Phase 1: Selection of suitable words and familiarity rating
It is important that the test materials are made up of words that are familiar to the average speaker within the test population, so that test results are not affected by one’s language competency. 5 Conventionally, corpora of written texts have been used as sources of test items to be included in a speech recognition test.17,23,27 There are limitations to this approach as written texts are often edited to read better and have fewer repetitions. 26 This could mean the inclusion of words that would not normally be used in spoken speech. On the other hand, building a corpus of spoken speech can be extremely laborious as it involves recording spontaneous speech and transcribing the collected data thereafter. 28 Brysbaert and New 26 proposed using film subtitles as a convenient and valid way to establish a speech corpus, since subtitles are essentially transcriptions of spoken speech. Instead of using local films which are produced at a rate of only about 11 films per year with poor attendance, 29 a database of commonly spoken Singapore Mandarin words was built using subtitles from local Mandarin variety shows on free-to-air channels.

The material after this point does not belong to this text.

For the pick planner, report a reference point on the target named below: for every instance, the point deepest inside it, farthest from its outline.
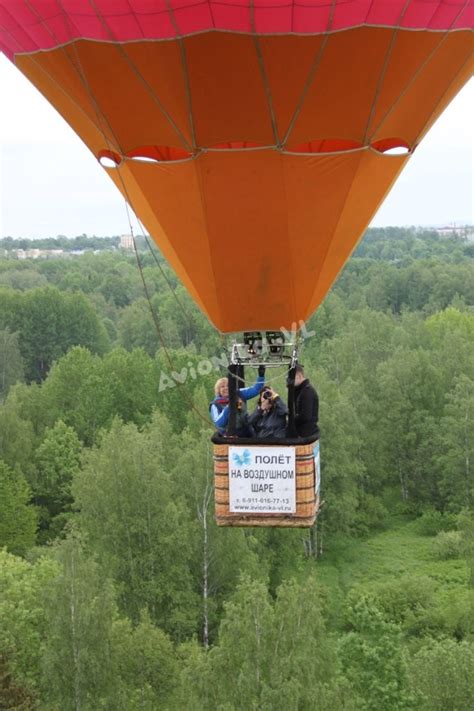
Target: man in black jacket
(306, 406)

Free-to-air television has traditionally enjoyed high viewership in Singapore, and the two available Mandarin channels are among the top three channels with the highest reach. 30 The variety shows that had their subtitles included were those that were produced locally and featured local hosts and guests. In total, over 45 hours of content from 15 different programmes were included. The programmes covered a range of themes such as food, media, health, and Singaporean history. The total number of words extracted from the subtitles of these programmes was over 500,000, and the number of unique Mandarin characters totalled up to 3,391. These words formed the database of words that were commonly spoken and heard by the average Singapore Mandarin speaker.

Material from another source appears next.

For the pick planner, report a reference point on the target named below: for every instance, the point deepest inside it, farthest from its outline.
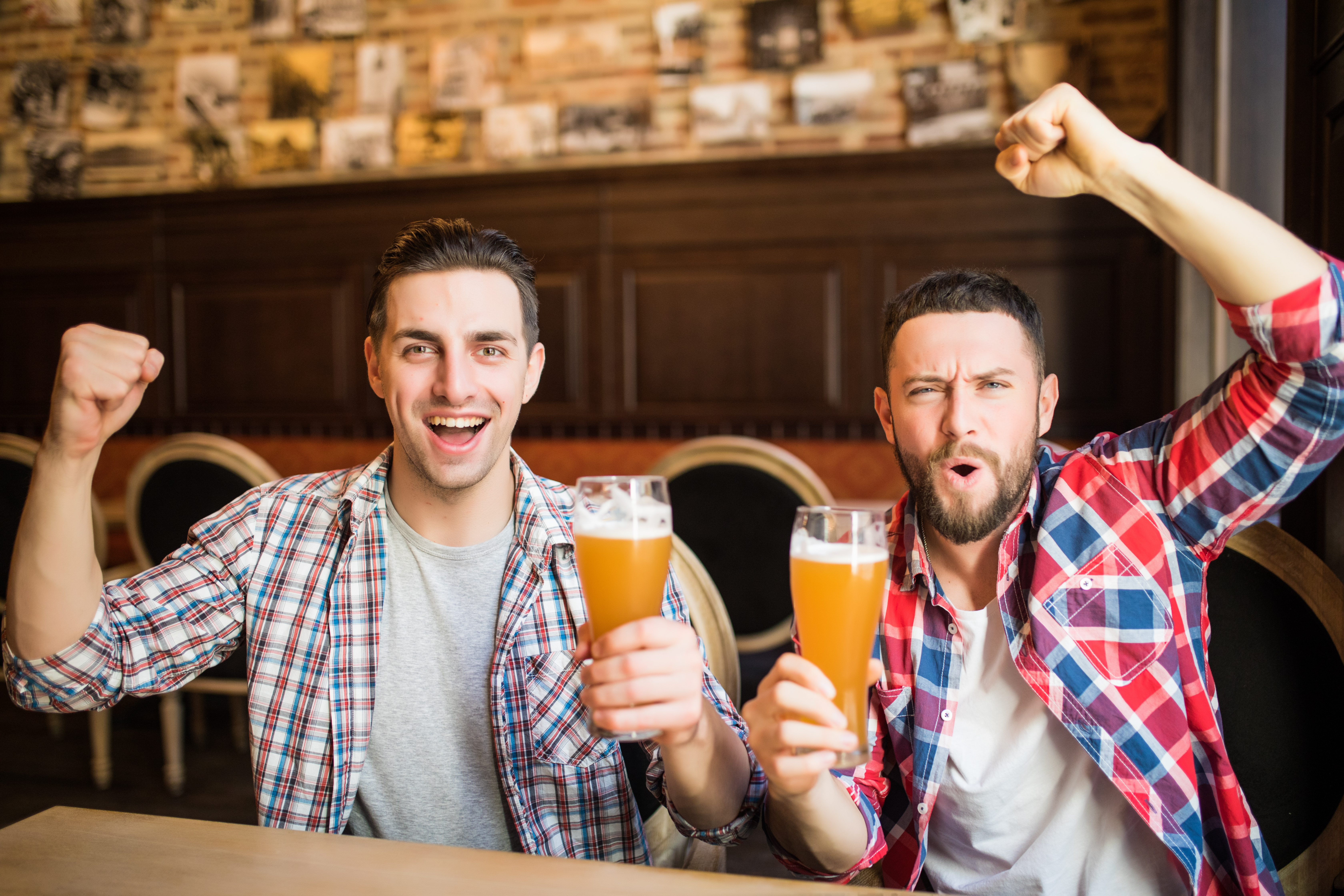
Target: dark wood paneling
(677, 300)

With the intention to create at least 16 initial word lists of 25 monosyllables each, the top 500 most frequently occurring characters in the database were chosen. These 500 characters were divided into non-overlapping sub-lists of 100 characters each and subjected to a familiarity rating exercise by Singapore Mandarin speakers. Participants had to be born and raised in Singapore, or have grown up in Singapore ever since they began formal education. They needed to be able to read local Mandarin newspapers and be conversant in Mandarin. Ethics approval for the study in this phase was granted by the National University of Singapore Institutional Review Board (S-20-012). Participants provided informed written consent before participating in the study.

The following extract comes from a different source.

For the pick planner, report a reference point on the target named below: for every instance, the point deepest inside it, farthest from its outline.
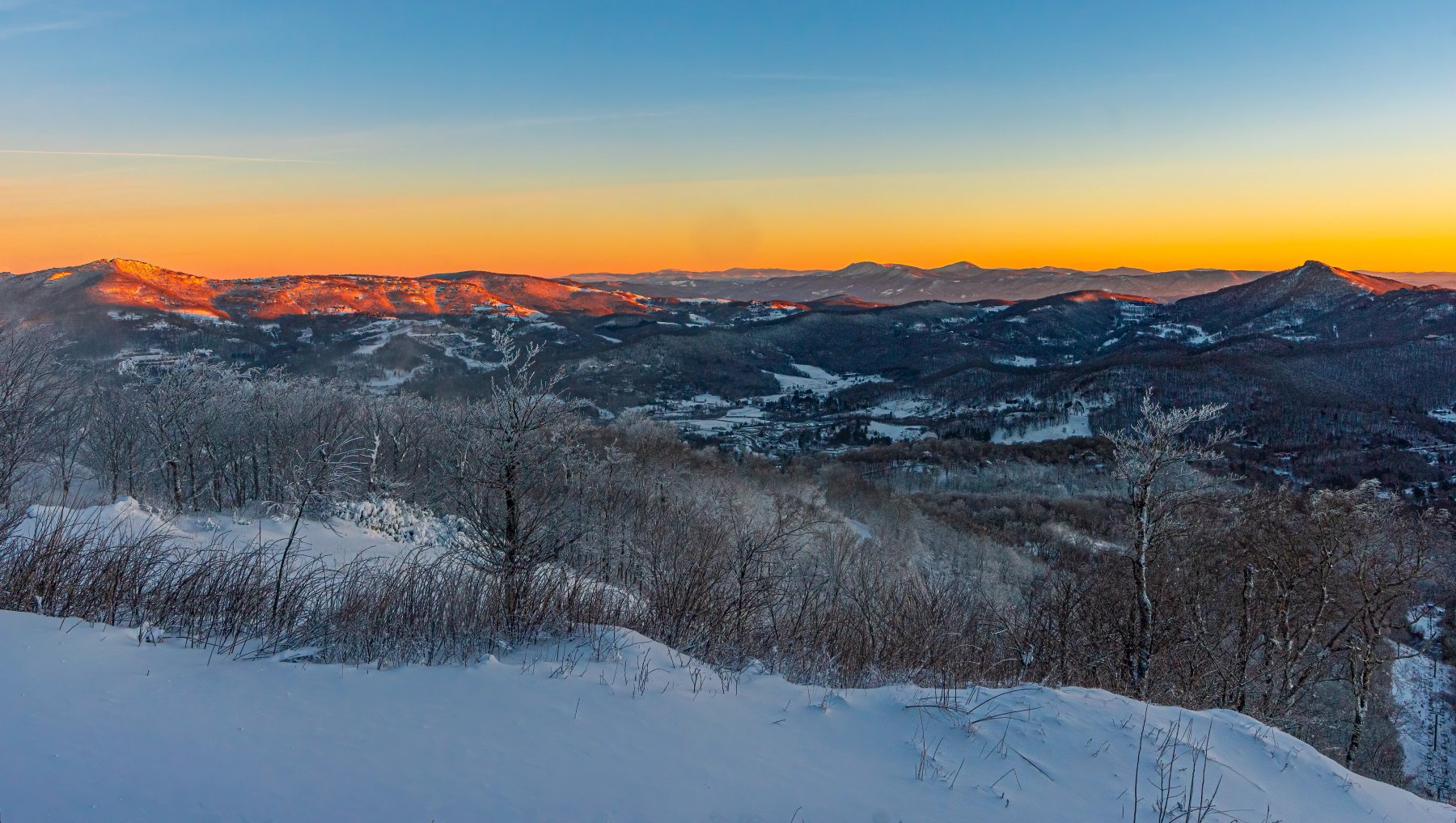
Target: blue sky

Fifty Singaporean participants, aged between 40 and 90 years old, were recruited for this familiarity rating exercise. This age group was chosen because it has the highest number of native speakers of Singapore Mandarin, as Chinese schools (that used Chinese as the language of instruction) were as popular as schools that taught using English as a medium (English schools) in early years. Due to the change in education policies four decades ago, English has become the main instructional medium used in schools. Hence, the majority of the Singaporeans younger than 40 years of age are primarily English speakers. 31
During the familiarity rating exercise, each participant was presented with a sub-list of the 100 characters in print, with the Hanyu Pinyin accompanying each character. For each character, they were asked “How frequently do you hear this word in your daily life?” and instructed to provide a rating on a 5-point Likert scale (1-Never; 2-Almost never; 3-Sometimes; 4-Frequently; 5-Always). The mean rating was calculated for each of the characters, and characters that were rated as familiar were used in the creation of phonologically balanced word lists.
Phase 2: Creation of phonologically balanced word lists
Frequency of occurrence for each initial consonant.
Frequency of occurrence for each final.
Frequency of occurrence for each of the four suprasegmental tones.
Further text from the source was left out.